Feminism Can't Lift Bricks, Right?

a.tiredfeminist

a.tiredfeminist

@a.tiredfeminist

Feminism Can't Lift Bricks, Right?

"These feminists only care about MNC jobs."

"Why don't they fight to work in mines or on construction sites?" "Come to the real world, madam. Real women work without slogans." Ah yes, the classic line "Feminism melts under the sun."

Apparently, unless women are swinging hammers or ploughing fields while quoting Simone de Beauvoir, they're just enjoying imported feminism over iced lattes.

So let's sweat this one out together, shall we?


Latha - The Woman Who Carries Bricks and Babies

Latha carrying bricks

Latha starts her day at 5 AM. She makes rice for her 4-year-old, braids her hair, ties a scarf around her face, and leaves for the construction site nearby.

She hoists bricks, lifts sacks of sand, and balances cement trays on her head for ten hours a day.

The contractor calls her "didi", but won't pay her equal wages. Men get ₹450, she gets ₹300; "because they do more work," he claims — as she carries loads twice without complaint.

She has no maternity leave, no crèche, no sympathy. Once, her child fell sick, and when she asked to leave early, she was told, "If you can't manage home and work, don't come at all."

Feminism? She doesn't use the word. But every time she demands equal pay or safety or rest, she's living its truth.

Just because she's not shouting slogans in English doesn't mean she isn't resisting.


Ramya - The Office Worker Who Never Clocks Out

Ramya in office and working in home

Ramya works as a billing assistant at a small textile firm in Bengaluru. She earns ₹17,000 a month. After rent, groceries, her children's school fees, and her in-laws' medicines, she's left with ₹1,400 — which she usually saves just in case someone falls sick.

She travels 2 hours daily, returns by 7 PM, and still has to cook dinner, help her kids with homework, and massage her mother-in-law's legs while her husband watches the news.

She once asked if she could work part-time or get flexi-hours. Her manager smirked:
"Don't expect special treatment. Office is not your kitchen."

She doesn't want "special" anything. Just fairness.

But every time she raises her voice, even a little — someone says she's "too modern," or "trying to bring feminism into tradition."
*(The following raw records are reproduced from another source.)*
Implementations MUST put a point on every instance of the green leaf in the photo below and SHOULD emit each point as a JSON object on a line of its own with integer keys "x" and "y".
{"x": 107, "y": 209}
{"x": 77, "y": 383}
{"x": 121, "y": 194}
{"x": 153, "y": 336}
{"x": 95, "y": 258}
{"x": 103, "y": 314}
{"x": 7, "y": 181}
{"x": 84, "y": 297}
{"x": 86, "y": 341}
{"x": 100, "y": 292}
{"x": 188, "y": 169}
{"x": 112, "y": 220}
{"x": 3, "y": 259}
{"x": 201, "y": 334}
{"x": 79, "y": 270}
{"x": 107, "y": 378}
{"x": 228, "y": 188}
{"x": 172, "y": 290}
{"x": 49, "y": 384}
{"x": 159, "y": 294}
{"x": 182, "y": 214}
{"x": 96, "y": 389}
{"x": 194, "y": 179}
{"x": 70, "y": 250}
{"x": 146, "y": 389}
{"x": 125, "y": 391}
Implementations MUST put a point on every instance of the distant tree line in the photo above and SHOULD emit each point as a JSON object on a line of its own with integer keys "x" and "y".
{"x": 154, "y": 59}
Funny how "tradition" always means more work for women.


Namrata - The Stay-at-Home Worker Who's Always on Shift

Namrata working in home

Namrata doesn't have a salary, a job title, or a resignation option.

She has two children, both under 8. She packs their tiffins, drops them to school, makes three meals a day, does laundry, and manages a home with zero help.

Her husband says, "You're lucky. You don't have to go to office."

She smiles, but every day feels like a 16-hour shift. There's no applause, no raise, no Sunday off.

If the house is clean, kids are fed, and no one falls sick — it's considered "normal." If anything slips, "What were you doing all day?" follows.

Namrata doesn't talk about "women's rights." But she often wonders, "When do I get to be a person, not just a mother?"


Reality Check - from your friendly neighbourhood tired feminist 🧹


Reality check

Women in India contribute massively to the economy, yet remain underpaid, overworked, and invisible:

  • Over 81% of female workers are engaged in agriculture, construction, and informal sectors, often earning 30-50% less than men for the same work.
  • In construction, women make up nearly 30% of the workforce but are mostly assigned to manual, low-paid tasks with no safety measures.
  • According to the Time Use Survey (2019), Indian women spend 7.2 hours/day on unpaid domestic work (cooking, cleaning, caregiving), while men spend just 47 minutes.
  • This unpaid labour, if monetized, would contribute ₹19 lakh crore annually to GDP — more than the combined education and health budgets.
  • A 2022 report by Azim Premji University found that only 19% of urban women above the age of 15 are in paid work. Among those, 42% quit within 3 years due to care work and lack of support.

Feminism doesn't melt under hard work; it exists because of it.

The problem isn't that women don't work — it's that society refuses to count it unless it comes with a salary and a suit.